This is a page that curates AI-related papers published worldwide. All content here is summarized using Google Gemini and operated on a non-profit basis. Copyright for each paper belongs to the authors and their institutions; please make sure to credit the source when sharing.
Breaking the Exploration Bottleneck: Rubric-Scaffolded Reinforcement Learning for General LLM Reasoning
Created by
Haebom
Author
Yang Zhou, Sunzhu Li, Shunyu Liu, Wenkai Fang, Jiale Zhao, Jingwen Yang, Jianwei Lv, Kongcheng Zhang, Yihe Zhou, Hengtong Lu, Wei Chen, Yan Xie, Mingli Song
Outline
This paper presents a method for leveraging reinforcement learning (RL) to improve the inference capability of large-scale language models (LLMs).
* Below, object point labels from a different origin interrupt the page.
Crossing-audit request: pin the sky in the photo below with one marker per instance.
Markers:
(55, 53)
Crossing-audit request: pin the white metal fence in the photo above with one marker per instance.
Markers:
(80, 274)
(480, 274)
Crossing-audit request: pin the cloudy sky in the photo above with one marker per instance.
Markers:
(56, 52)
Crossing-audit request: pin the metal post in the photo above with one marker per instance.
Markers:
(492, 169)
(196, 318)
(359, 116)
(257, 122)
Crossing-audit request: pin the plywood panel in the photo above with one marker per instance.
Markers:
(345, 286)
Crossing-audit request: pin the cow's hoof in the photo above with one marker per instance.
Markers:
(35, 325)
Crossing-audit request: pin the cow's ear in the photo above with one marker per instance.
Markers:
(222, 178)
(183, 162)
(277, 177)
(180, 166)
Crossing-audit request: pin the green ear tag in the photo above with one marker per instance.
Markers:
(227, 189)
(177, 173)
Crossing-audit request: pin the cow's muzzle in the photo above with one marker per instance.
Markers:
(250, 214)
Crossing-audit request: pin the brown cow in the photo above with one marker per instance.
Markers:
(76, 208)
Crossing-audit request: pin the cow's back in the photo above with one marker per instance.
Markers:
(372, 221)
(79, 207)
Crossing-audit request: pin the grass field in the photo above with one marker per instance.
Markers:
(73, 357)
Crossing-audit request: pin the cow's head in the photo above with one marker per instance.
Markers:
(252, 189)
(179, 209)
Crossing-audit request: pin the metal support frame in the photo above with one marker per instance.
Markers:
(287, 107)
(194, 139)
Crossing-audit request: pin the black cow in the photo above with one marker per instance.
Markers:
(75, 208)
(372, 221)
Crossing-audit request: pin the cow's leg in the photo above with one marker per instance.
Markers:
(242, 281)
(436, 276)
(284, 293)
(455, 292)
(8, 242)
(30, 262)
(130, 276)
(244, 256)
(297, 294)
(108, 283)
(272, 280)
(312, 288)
Existing RL-based LLM training relies on high-quality samples, but the inherent limitations of LLMs limit the exploration of these samples. To address this, this paper proposes a novel framework, Rubric-Scaffolded Reinforcement Learning (RuscaRL). RuscaRL utilizes checklist-style rubrics to induce diverse, high-quality responses during the rollout generation phase and provides reliable rewards based on the rubrics during the model training phase. As a result, RuscaRL outperforms existing methods on various benchmarks. In particular, it improves the performance of Qwen2.5-7B-Instruct from 23.6 to 50.3 on HealthBench-500, and Qwen3-30B-A3B-Instruct to 61.1, outperforming GPT-4.1 and OpenAI-o3.
Takeaways, Limitations
•
Takeaways:
◦
We demonstrate that the reasoning ability of LLM can be effectively improved through a reinforcement learning framework (RuscaRL) utilizing a checklist-style rubric.
◦
Achieved state-of-the-art performance on various benchmarks, particularly outperforming GPT-4.1 on HealthBench-500.
◦
Rubric-based exploration and reward strategies present an effective methodology for improving LLM's reasoning ability.
•
Limitations:
◦
Research is currently in progress, and the code, model, and dataset will be released at a later date.
◦
Performance can be significantly impacted by the quality of rubric design. Detailed descriptions and guidelines for rubric design are lacking.
◦
Lack of generalization performance evaluation for various types of inference problems.